De acordo com a proposta elaborada pelos economistas Marcelo Tsuji, Cláudio Yokota e Carlos Manso, o Banco do Nordeste (BNB) define as características dos projetos a serem contemplados e repassa recursos do Fundo Constitucional de Financiamento do Nordeste (FNE) para os bancos comerciais interessados. Esses bancos estruturam a operação creditícia, aportando recursos adicionais e assumindo os riscos financeiros da operação.
A operação não traz nenhum risco para o Banco do Nordeste, por estar garantida pelos bancos comerciais, bastando a celebração de um contrato entre o BNB e essas instituições para que o repasse aconteça. O dinheiro repassado será recebido de volta com as taxas de juros previamente estabelecidas, assegurando a remuneração do BNB e os rendimentos dos recursos do FNE.
Esse modelo permite que os projetos de industrialização verde obtenham crédito de longo prazo e juros baixos, característica dos empréstimos com recursos do FNE, que são administrados pelo BNB. O banco tem interesse em usar o potencial energético das usinas eólicas e solares do Nordeste para atrair grandes empreendimentos, estratégia conhecida como "powershoring".

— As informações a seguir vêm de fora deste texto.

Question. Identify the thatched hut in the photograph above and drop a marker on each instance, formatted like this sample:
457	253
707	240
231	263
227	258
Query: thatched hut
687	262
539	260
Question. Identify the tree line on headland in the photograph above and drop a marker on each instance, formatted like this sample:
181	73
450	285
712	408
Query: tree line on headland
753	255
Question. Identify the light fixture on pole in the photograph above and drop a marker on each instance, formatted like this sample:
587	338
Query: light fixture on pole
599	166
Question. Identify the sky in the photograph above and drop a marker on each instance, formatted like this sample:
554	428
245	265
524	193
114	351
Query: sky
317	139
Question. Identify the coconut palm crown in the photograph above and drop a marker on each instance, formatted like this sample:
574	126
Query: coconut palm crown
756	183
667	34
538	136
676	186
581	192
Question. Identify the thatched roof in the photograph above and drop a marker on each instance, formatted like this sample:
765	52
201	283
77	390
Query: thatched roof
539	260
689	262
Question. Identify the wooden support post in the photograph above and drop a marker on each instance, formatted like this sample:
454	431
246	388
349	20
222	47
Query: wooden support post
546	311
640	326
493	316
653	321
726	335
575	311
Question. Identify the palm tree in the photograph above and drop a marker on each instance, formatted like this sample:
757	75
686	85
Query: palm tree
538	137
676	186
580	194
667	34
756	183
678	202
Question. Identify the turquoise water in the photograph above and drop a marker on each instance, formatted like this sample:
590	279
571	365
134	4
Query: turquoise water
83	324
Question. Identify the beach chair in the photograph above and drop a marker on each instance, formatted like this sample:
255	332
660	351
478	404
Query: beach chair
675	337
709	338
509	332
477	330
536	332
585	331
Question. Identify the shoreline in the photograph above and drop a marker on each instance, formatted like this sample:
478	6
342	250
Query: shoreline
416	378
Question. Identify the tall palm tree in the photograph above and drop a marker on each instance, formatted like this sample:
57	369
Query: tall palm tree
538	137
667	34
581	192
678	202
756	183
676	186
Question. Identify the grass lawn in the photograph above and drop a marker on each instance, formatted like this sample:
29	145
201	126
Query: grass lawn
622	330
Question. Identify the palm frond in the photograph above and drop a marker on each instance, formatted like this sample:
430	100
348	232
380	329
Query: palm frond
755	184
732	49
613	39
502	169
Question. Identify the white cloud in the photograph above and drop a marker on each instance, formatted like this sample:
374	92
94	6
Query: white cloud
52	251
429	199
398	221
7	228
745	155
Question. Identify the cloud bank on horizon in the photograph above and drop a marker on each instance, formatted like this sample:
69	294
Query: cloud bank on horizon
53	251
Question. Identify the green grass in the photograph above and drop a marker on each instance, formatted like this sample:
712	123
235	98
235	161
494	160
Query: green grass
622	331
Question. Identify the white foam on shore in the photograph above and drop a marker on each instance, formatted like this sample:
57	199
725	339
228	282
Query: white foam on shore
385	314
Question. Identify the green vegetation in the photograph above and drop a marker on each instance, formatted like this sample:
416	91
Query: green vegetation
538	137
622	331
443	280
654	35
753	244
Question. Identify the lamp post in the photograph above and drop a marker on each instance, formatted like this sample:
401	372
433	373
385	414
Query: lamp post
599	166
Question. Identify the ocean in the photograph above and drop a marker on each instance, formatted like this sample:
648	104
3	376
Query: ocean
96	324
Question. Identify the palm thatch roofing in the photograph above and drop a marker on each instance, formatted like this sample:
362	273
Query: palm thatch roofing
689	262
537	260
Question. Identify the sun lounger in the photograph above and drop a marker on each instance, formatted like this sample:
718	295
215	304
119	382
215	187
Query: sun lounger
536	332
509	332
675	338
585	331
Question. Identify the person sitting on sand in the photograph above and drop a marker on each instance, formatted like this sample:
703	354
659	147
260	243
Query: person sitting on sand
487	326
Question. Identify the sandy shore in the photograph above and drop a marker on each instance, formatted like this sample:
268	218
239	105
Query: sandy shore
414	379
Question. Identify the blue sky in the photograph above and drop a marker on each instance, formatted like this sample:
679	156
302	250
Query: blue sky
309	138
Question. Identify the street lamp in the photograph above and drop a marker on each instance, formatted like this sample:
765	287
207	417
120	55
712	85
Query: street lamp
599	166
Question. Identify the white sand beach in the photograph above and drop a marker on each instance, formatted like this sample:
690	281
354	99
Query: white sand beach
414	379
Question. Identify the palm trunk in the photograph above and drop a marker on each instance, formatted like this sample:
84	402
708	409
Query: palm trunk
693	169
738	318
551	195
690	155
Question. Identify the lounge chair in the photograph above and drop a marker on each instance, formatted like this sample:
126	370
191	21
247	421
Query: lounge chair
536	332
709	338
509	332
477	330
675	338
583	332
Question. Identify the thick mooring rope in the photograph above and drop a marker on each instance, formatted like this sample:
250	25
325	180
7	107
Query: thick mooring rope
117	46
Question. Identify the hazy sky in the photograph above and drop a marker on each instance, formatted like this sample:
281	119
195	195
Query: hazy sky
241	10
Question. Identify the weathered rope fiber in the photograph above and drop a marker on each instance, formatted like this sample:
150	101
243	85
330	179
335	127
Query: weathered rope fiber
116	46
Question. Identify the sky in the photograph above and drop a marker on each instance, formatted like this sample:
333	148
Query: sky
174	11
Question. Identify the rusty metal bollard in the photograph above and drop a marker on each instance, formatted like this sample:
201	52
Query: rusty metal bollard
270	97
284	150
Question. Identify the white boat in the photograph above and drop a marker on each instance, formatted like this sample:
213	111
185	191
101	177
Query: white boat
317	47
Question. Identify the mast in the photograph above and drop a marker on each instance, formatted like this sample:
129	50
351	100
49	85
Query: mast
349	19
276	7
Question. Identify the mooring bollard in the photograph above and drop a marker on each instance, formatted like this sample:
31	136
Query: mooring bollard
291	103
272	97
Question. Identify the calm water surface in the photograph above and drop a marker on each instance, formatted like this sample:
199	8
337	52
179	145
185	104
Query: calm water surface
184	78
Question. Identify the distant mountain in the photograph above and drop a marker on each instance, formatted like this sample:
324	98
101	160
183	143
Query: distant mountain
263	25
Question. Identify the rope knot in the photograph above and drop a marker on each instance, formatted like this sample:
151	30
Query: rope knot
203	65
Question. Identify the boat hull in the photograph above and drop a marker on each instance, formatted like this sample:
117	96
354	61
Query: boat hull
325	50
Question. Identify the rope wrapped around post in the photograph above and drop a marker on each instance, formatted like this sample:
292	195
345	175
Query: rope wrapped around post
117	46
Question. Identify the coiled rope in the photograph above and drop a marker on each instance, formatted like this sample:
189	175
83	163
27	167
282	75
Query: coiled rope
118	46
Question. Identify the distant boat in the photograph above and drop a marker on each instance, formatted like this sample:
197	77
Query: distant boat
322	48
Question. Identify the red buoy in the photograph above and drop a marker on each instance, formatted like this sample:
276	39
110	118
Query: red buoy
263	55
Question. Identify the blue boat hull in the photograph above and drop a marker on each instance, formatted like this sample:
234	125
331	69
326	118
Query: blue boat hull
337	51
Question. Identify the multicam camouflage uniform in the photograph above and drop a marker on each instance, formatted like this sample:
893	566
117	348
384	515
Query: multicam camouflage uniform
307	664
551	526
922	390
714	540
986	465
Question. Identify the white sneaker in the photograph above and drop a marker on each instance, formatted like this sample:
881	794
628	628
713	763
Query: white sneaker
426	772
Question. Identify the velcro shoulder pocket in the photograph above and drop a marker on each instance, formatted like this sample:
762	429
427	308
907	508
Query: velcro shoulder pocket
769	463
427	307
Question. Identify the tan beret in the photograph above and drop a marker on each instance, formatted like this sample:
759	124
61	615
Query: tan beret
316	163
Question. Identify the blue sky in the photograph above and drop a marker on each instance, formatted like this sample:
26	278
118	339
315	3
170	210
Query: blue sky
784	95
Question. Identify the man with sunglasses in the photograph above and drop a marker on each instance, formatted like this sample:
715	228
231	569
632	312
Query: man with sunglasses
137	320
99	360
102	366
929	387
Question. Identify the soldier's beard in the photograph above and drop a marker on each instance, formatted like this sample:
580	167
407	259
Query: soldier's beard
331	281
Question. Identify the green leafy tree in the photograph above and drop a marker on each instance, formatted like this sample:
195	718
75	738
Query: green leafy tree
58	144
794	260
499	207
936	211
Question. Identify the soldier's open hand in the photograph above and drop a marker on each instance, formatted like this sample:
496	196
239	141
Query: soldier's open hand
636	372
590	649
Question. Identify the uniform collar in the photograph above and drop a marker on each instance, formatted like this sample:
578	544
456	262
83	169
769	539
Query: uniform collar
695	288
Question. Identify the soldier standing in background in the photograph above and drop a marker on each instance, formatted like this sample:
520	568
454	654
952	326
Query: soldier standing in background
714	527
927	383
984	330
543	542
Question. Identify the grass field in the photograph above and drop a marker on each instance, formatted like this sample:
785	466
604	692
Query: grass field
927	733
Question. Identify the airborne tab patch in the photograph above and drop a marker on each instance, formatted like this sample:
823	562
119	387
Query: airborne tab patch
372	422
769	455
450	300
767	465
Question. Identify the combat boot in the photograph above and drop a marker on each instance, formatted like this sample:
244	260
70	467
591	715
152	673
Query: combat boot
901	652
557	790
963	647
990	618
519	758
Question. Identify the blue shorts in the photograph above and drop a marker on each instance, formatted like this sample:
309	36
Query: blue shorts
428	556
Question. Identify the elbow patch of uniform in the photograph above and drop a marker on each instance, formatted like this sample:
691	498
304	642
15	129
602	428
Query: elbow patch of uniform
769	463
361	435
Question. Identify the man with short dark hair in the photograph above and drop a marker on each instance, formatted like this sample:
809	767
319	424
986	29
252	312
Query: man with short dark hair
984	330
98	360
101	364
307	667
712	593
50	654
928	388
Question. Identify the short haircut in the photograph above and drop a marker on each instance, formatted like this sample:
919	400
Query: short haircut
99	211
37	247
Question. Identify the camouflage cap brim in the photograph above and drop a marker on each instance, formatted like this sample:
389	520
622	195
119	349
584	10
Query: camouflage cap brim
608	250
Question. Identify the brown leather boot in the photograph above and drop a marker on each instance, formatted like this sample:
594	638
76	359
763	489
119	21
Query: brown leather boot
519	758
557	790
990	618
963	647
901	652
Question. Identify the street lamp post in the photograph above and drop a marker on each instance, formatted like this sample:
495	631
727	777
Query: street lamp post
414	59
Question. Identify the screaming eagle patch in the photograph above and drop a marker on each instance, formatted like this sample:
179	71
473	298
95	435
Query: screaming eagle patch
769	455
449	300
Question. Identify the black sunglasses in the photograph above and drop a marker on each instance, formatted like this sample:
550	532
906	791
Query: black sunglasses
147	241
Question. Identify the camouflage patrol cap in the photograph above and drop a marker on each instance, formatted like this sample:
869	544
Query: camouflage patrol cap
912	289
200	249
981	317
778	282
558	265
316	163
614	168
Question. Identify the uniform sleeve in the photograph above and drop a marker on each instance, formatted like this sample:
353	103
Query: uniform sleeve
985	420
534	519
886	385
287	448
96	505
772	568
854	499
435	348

De acordo com a LDN, em contrapartida ao acesso aos recursos do FNE, os empreendedores devem promover projetos de alta relevância social e ambiental, como a restauração de áreas desmatadas nas margens dos rios e nascentes.
No semiárido, isso é uma ação fundamental para a adaptação à nova realidade climática. Além de remover carbono da atmosfera, a recomposição das matas protege os recursos hídricos e, dessa forma, serve como remédio contra a desertificação, que avança a passos largos sobre a Caatinga.
Estudos do Instituto Escolhas mostram que a recuperação da vegetação nas margens dos rios em assentamentos da reforma agrária localizados na Caatinga pode gerar 50,4 mil empregos e produzir 3 milhões de toneladas de alimentos no Rio Grande do Norte. No Ceará, serão criados 66 mil empregos e produzidas 3,6 milhões de toneladas de alimentos. No caso de Pernambuco, serão gerados 48 mil empregos e produzidas 2,8 milhões de toneladas de alimentos.
A LDN pode viabilizar esses resultados positivos. É uma proposta que o Brasil pode levar para a COP30 como um exemplo de instrumento inovador para direcionar capital público e privado para destravar o financiamento climático.